Y Amanda me llevó a la parte de atrás, a la piscina, que parecía una gruta de montaña, con una cascada y pintorescas rocas artificiales, o quizá pintorescas rocas auténticas, ingeniosamente repartidas y dispuestas para que pareciera una escena de Loma Doone, completada con un retorcido roble sobre un montículo.
—¿Quién hizo esta casa? Quiero decir, ¿quién la diseñó?
—Mis padres —contestó ella—. ¿Quién si no?
—¿Dónde están?
—Deben de estar en la iglesia.
Quise imaginarme la iglesia, pero mi mente iba desconcertada del gótico francés al estilo rural inglés y me di cuenta de que podía ser cualquier cosa, absolutamente todo, y renuncié. Me senté impaciente al borde de la piscina, con la mente en blanco, esperando a los padres de Amanda. Nos quitamos los zapatos y chapoteamos con los pies en el agua.
—¿Estás aburrido? —preguntó Amanda.
—Estoy aburrido.
Y Amanda trajo un pequeño televisor en color y vodka, y bebimos bloody marys junto a la piscina y vimos Star Trek. Con la bebida me sentí ingenioso y frío, y Amanda y yo contestamos a Kirk y a Spock con observaciones cortantes e irónicas y reímos nuestras propias gracias.
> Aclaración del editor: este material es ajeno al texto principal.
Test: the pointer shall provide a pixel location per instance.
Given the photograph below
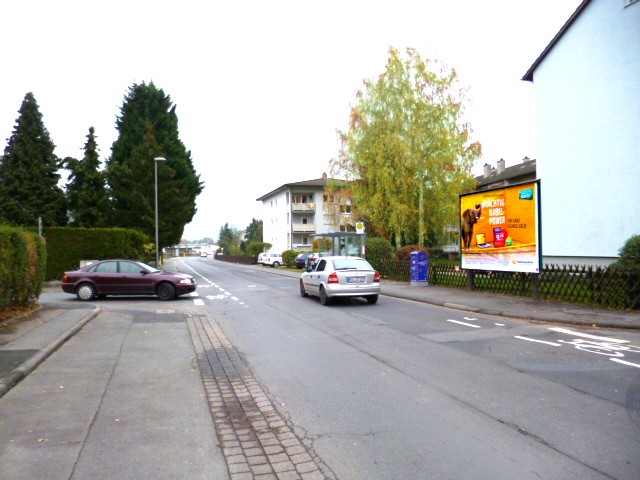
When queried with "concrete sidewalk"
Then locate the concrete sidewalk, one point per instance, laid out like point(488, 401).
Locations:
point(28, 341)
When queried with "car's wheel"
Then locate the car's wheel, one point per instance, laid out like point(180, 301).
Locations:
point(166, 291)
point(372, 299)
point(324, 298)
point(85, 292)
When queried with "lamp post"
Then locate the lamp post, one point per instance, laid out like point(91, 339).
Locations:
point(155, 176)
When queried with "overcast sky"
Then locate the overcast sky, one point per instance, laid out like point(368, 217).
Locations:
point(261, 87)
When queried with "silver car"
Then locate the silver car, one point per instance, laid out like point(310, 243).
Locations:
point(333, 276)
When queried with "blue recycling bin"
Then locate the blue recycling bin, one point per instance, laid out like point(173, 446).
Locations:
point(419, 268)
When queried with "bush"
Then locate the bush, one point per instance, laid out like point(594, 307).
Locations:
point(404, 253)
point(67, 246)
point(378, 249)
point(630, 253)
point(22, 266)
point(289, 257)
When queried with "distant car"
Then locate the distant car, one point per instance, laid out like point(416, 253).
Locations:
point(125, 277)
point(301, 260)
point(337, 276)
point(273, 259)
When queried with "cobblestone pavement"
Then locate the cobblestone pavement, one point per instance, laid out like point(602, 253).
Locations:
point(256, 441)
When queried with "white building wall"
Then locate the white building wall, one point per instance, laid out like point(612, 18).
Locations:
point(274, 221)
point(587, 92)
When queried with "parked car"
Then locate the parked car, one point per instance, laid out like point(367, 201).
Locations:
point(125, 277)
point(273, 259)
point(338, 276)
point(315, 256)
point(301, 260)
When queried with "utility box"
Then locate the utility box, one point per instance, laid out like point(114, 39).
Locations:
point(419, 268)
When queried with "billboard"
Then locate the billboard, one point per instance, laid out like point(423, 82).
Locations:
point(500, 229)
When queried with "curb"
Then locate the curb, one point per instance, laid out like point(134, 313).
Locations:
point(11, 379)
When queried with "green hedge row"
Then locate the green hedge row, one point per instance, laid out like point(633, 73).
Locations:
point(23, 260)
point(67, 246)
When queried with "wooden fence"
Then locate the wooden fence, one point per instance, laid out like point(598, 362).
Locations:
point(614, 288)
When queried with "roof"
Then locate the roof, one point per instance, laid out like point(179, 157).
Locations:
point(511, 174)
point(529, 75)
point(317, 183)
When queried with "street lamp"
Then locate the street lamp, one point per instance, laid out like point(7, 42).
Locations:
point(155, 176)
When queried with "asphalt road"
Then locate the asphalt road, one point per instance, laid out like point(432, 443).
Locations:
point(404, 390)
point(246, 378)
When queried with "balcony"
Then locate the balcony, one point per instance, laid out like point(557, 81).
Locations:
point(303, 207)
point(303, 227)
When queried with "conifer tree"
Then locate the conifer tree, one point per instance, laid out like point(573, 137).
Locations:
point(148, 128)
point(29, 173)
point(86, 191)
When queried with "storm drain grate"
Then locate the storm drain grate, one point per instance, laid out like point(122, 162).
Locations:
point(256, 441)
point(10, 359)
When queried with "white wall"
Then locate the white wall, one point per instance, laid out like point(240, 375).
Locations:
point(587, 94)
point(274, 221)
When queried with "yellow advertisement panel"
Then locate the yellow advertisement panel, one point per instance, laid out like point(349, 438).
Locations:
point(499, 229)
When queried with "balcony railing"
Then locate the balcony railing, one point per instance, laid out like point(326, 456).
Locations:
point(303, 207)
point(303, 227)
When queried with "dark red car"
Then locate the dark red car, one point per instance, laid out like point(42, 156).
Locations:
point(125, 277)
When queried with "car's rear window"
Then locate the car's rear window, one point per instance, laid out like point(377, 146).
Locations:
point(351, 264)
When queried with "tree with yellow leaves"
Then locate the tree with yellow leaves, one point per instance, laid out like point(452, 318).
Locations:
point(407, 154)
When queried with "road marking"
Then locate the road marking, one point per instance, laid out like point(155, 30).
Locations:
point(617, 360)
point(538, 341)
point(586, 335)
point(466, 324)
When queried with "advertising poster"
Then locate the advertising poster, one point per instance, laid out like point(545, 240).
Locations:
point(499, 229)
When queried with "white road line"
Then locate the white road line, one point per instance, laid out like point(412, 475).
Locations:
point(466, 324)
point(586, 335)
point(617, 360)
point(538, 341)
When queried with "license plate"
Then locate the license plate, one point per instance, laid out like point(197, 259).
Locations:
point(356, 279)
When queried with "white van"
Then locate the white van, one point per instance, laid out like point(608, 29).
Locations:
point(273, 259)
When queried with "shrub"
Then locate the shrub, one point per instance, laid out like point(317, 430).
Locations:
point(404, 253)
point(289, 257)
point(22, 266)
point(378, 248)
point(630, 253)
—La tele es jodidamente estúpida —dijo Amanda.
—Tienes toda la razón —repliqué—. Estúpida como el infierno.
La madre de Amanda era la mujer más bella que jamás había visto: pelo rubio rizado, ojos verdes, hombros anchos, piernas esculturales. Caminaba a través de las puertas correderas como la imagen sacada de una revista de papel satinado y al vernos, a su hija y a mí, flotando en la piscina, no se inmutó en lo más mínimo.
—Hola, Amanda —saludó.
Yo estaba en una balsa roja de plástico, en mitad de la piscina, con los pies en el agua y un vaso en la mano. Impaciente por que empezaran los gritos, remé con la mano libre hacia la orilla, pero lo único que conseguí fue que la balsa girara locamente, así que sólo pude atisbar algo de ellas a cada vuelta.
—Hola, madre —respondió Amanda, saltando fuera del agua. Se acercaron los morritos a unos centímetros dé las respectivas mejillas y luego la madre se sentó en una silla de playa, con las piernas elegantemente cruzadas y balanceando un pie calzado en un zapato de tacón de aguja. Su vestido era de una especie de brocado negro y se tocaba con un gran sombrero negro de ala curvada.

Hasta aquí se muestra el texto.